Hauppauge, N.Y. — Audiovox recorded a 5 percent increase in its fiscal fourth quarter consolidated sales, rising to $156.3 million, from $148.8 million in the year-ago period.

However, the company reported a consolidated net loss for the three months, ended Nov. 30, coming in at a negative $10.3 million, compared with positive net income of $66.3 million in the same quarter in 2004. The current quarterly loss includes charges for closing of the company’s Malaysia operations, while the fourth quarter in 2004 includes a gain of $67 million from the sale of the company’s cellular group.

Mobile electronics, which represented 59.5 percent of Audiovox net sales in the fourth quarter, reported revenue of $93.2 million, about flat with the $92.8 million recorded in the comparable period the previous year.

Mobile electronics sales were impacted by the reduction of selling prices in satellite radio plug-n-play units; certain discontinued mobile video products; increased presence by original equipment manufacturers; and the ongoing shift from video-in-a-bag systems to lower cost, less featured portable DVD players, said the company.

Offsetting these declines in mobile electronics, said Audiovox, were stronger sales of Jensen-brand mobile multi-media products and increased sales from company subsidiaries Terk and Code.

The Audiovox CE business, which accounted for 40.4 percent of company sales in the fourth quarter, saw revenue rise 12.7 percent, hitting $63.1 million, up from $56 million year-on-year. The dollar figure marked the highest three month sales total for CE products in Audiovox history, said the company. The increase was due primarily to higher sales of LCD flat-panel TVs and portable DVD products.
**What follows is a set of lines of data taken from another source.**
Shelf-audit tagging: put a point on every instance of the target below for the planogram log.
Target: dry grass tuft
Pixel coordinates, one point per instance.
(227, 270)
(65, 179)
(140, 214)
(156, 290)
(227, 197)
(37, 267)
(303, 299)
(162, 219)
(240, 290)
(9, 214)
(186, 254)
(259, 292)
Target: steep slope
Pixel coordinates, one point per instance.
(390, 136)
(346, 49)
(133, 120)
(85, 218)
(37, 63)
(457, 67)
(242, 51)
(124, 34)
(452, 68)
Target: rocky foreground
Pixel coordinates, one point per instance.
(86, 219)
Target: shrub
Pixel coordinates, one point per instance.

Patrick Lavelle, president/CEO, said, “2005 was a challenging year for Audiovox. Two of our major product categories underwent transformations and we added several new products and categories into the mix, which resulted in us evaluating all aspects of our business.

“In addition,” continued Lavelle, “with the divestiture of cellular, the subsequent changes to our corporate structure, we were faced with many operational hurdles.”
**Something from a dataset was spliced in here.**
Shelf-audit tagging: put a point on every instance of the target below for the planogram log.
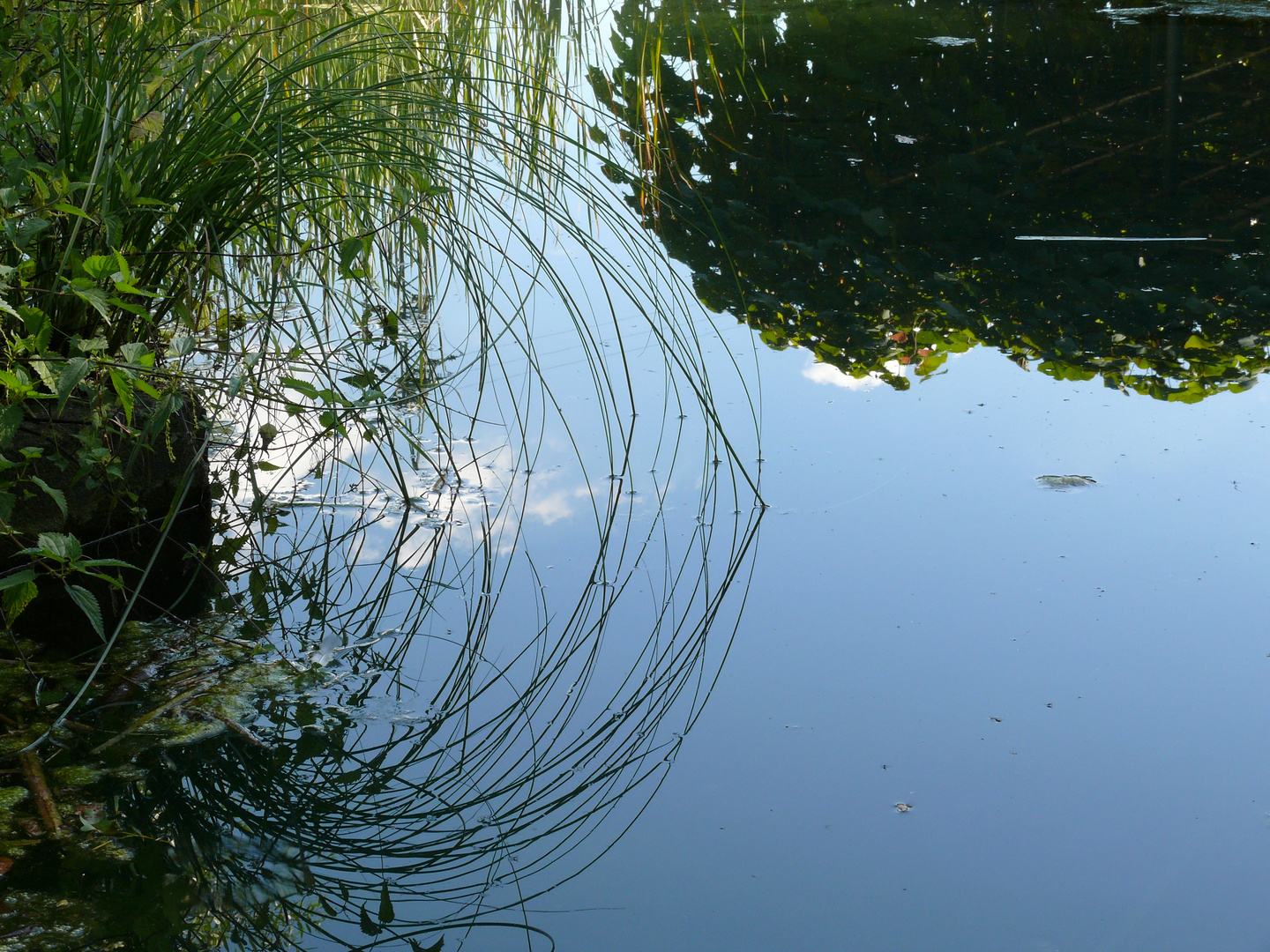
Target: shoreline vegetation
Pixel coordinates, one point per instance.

Despite the negatives in 2005, Lavelle reports continued strong demand for LCD televisions and portable DVD products in its CE segment, and similar positive news for satellite radio and Jensen multi-media products in mobile.

“We secured new business models in the satellite radio and portable DVD product categories,” said Lavelle, “which should mitigate our exposure from future price erosion and product life-cycle concerns that marked the third and fourth quarters.”

Gross margin for the fourth quarter dropped to 6.2 percent, from a year-ago 16.2 percent, due primarily to the impact of the discontinuance of aftermarket products and product lines, low or no margin on select satellite radio plug-n-play units and increased CE sales of traditionally lower-margin products. The decline was partially offset by higher margins from the Terk, Jensen and Code product lines, as well as LCD televisions, said the company.

Operating expenses for the fourth quarter decreased 20.2 percent, to $23.2 million, from a year-on-year $29 million.

For the 12 months, Audiovox consolidated sales decreased 4.3 percent, reaching $539.7 million, down from $563.7 million in 2004. Mobile electronics sales, 62.9 percent of overall business, dropped 15.8 percent for the year, to $339.4 million, from $403.2 million the prior year. CE sales jumped 24.9 percent for the year, to $200.4 million, from $160.5 million the previous 12 months.

The company reported a 12-month consolidated net loss of $9.6 million, including a $2.1 million charge, compared with $77.2 million in net income the prior year, including the $67 million gain from the sale of its wireless group.

Gross margin for the year decreased to 11.3 percent, compared with a year-on-year 15.9 percent, while operating expenses for the 12 months reached $88.5 million, a decline of 2.8 percent year-over-year, from $91.1 million.

Audiovox is changing its fiscal year-end from the current Nov. 30, to Jan. 28. The company intends to file a 10-K transition report for the three months ended Feb. 28.